One of the world's leading studio potters has died after a career in Winchcombe, Gloucestershire, spanning 76 years.
Ray Finch died on Wednesday at the age of 97, having first worked at Winchcombe Pottery in 1936. Although he handed the Broadway Road business over to his son Mike in 1979, he continued to work there and was making pottery until earlier this year.
In 1980, he was made an MBE for services to the arts and, in 1999, received a lifetime achievement award from the first international potters festival in Aberystwyth.
Ron Wheeler, who wrote a book about Mr Finch in 1998, said: "The world of studio pottery has lost one of its leading figures and practitioners. He was an outstanding artist and potter who also trained and influenced a large number of students from Britain and overseas."
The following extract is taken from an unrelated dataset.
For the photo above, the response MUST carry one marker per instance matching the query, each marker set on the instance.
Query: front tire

Mr Wheeler said Mr Finch had been "a man of quiet dignity, modest with strong values". He seemed surprised that his work was collected by so many admirers. He said: "I've not really ever considered myself to be famous. We've always tended to use my pots at home but I don't keep many of them, just a few which I like."
Over seven decades, he worked in various forms, from slipware to the more robust stoneware, crafting water jugs, teapots and bowls for everyday use. His workshops were much sought after and many top potters, from home and abroad, expressed their gratitude to him for his guidance. Mr Finch kept one of the few remaining country potteries going against all the economic odds and its high quality products still attract a large number of customers from the UK and places such as Scandinavia, America and New Zealand.
Mr Finch's own work is represented in the collections of dozens of museums in Britain and overseas. He is survived by Mike, his daughter Marianne and four other sons – Anthony, Peter, Joe and Paul, as well as grandchildren and great grandchildren.
The funeral will be on Thursday at noon, at St Nicholas Roman Catholic Church in Winchcombe.